THE DISPOSSESSED by Ursula K. Le Guin: Last book of the month, and my God, did it earn it’s five-star rating! And how timely! As we watch as the United States funds and stages several genocides, as we watch as militarized police brutalize the brave students that are protesting the genocide in Palestine, it feels just right to read this book by Miss Le Guin. A book about governments, a book about the complicity of academia in fascism, a book about control and freedom. We do come to each other as the Anarresti Beggarman, empty-handed, owning nothing, and it is our privilege as human beings to be able to look at one another and give what we can and do what we can. Yeah. Exactly.
WATCHED WRAPPED
MONKEY MAN (2024): Which I saw twice in theaters, once on my birthday and once on the 20th, and both times were literally transcendent. I loved absolutely everything about it! The costuming, the soundtrack, the story, the way it merged the story of Hanuman with the journey of Kid, the inclusion and power of the trans women! And the violence! God, more films need to be truly and deliciously violent, everything is so bloody, but nothing is gory like this is, nothing is giving us wild-eyed violence and teeth and drool and sweat, and we need more of it! Ugh! I only wish that Peele and Co. didn’t dilute the BJP storyline/didn’t kowtow to hinduvista nonsense/hindu nationalism. Still, you could feel the emptiness at the heart of it, that missing thread, and if you know what was taken out, you definitely felt it. Very meta, in that sense. (
CHALLENGERS (2024): Which I saw Monday, and I’m truly so thrilled that I did. Thank God for tennis and polyamory and bisexuality. Thank God for Tashi Duncan pushing her two little white boys, thank God for the mischievous glint in Peter Svieg’s eye, thank God for the kicked-puppy act that Art Donaldson puts on even as he schemes. Fabulous movie. Five stars, can’t wait to see it again. Also…We need more films where a woman is getting her neck sucked on by two men and where those two men then kiss each other. Also, Tashi should’ve pegged them both on screen.
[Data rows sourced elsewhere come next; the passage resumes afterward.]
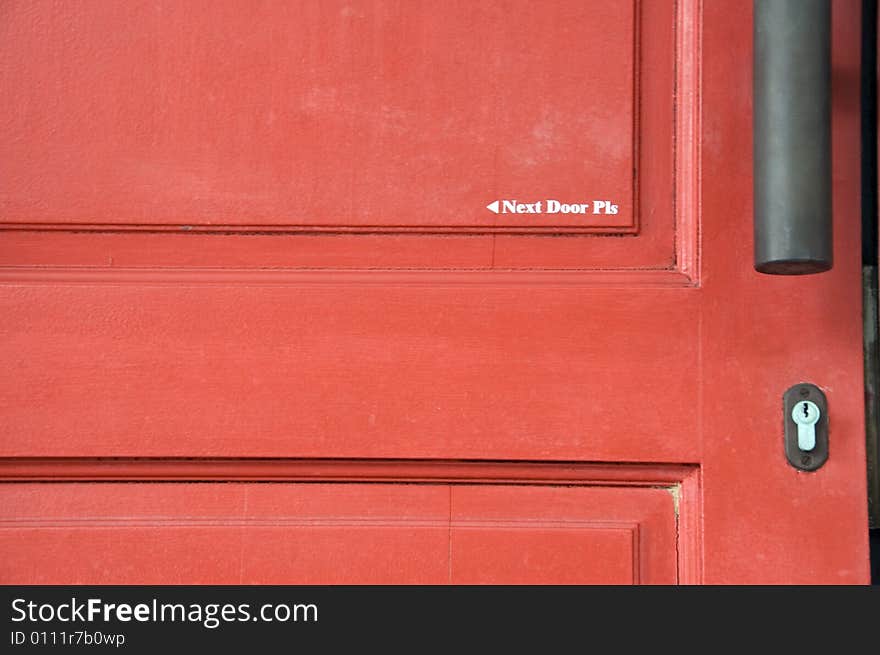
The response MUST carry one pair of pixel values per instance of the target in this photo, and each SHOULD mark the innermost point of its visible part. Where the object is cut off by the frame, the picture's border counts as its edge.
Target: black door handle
(792, 136)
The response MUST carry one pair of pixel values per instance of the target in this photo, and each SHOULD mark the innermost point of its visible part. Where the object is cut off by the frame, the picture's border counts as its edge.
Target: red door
(499, 249)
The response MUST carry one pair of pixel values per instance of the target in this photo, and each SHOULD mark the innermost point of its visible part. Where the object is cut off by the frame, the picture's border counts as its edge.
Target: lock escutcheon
(805, 417)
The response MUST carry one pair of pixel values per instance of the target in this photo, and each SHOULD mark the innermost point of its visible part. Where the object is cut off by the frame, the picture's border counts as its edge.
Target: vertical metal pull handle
(792, 136)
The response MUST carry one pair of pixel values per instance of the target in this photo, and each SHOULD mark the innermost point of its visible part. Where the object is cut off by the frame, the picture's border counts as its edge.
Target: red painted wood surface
(175, 284)
(334, 534)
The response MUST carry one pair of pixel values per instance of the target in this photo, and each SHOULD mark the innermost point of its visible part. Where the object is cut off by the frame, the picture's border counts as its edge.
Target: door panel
(333, 534)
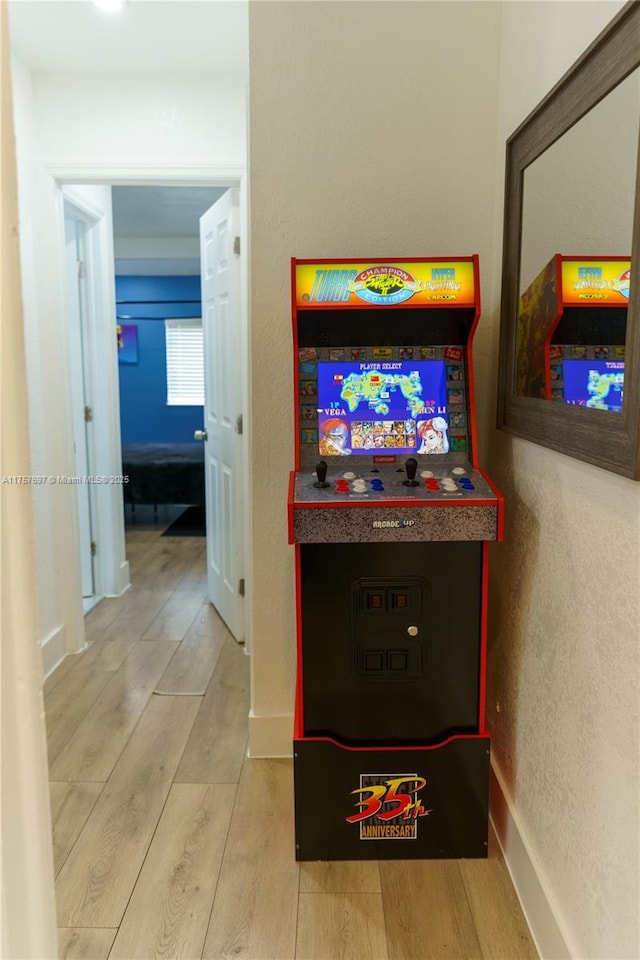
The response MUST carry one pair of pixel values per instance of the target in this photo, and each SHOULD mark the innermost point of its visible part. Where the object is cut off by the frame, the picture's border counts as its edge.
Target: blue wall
(144, 414)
ALL OF US STRANGERS (2023): I watched this on Monday too, when I came home from the theater. Several friends have been screaming and crying and throwing up about it, and I do love anything with Andrew Scott involved. It was lovely; thoughtful and slow and careful, and when I realized what was happening, the twist at the end, I was truly breathless. God, what tenderness! What love!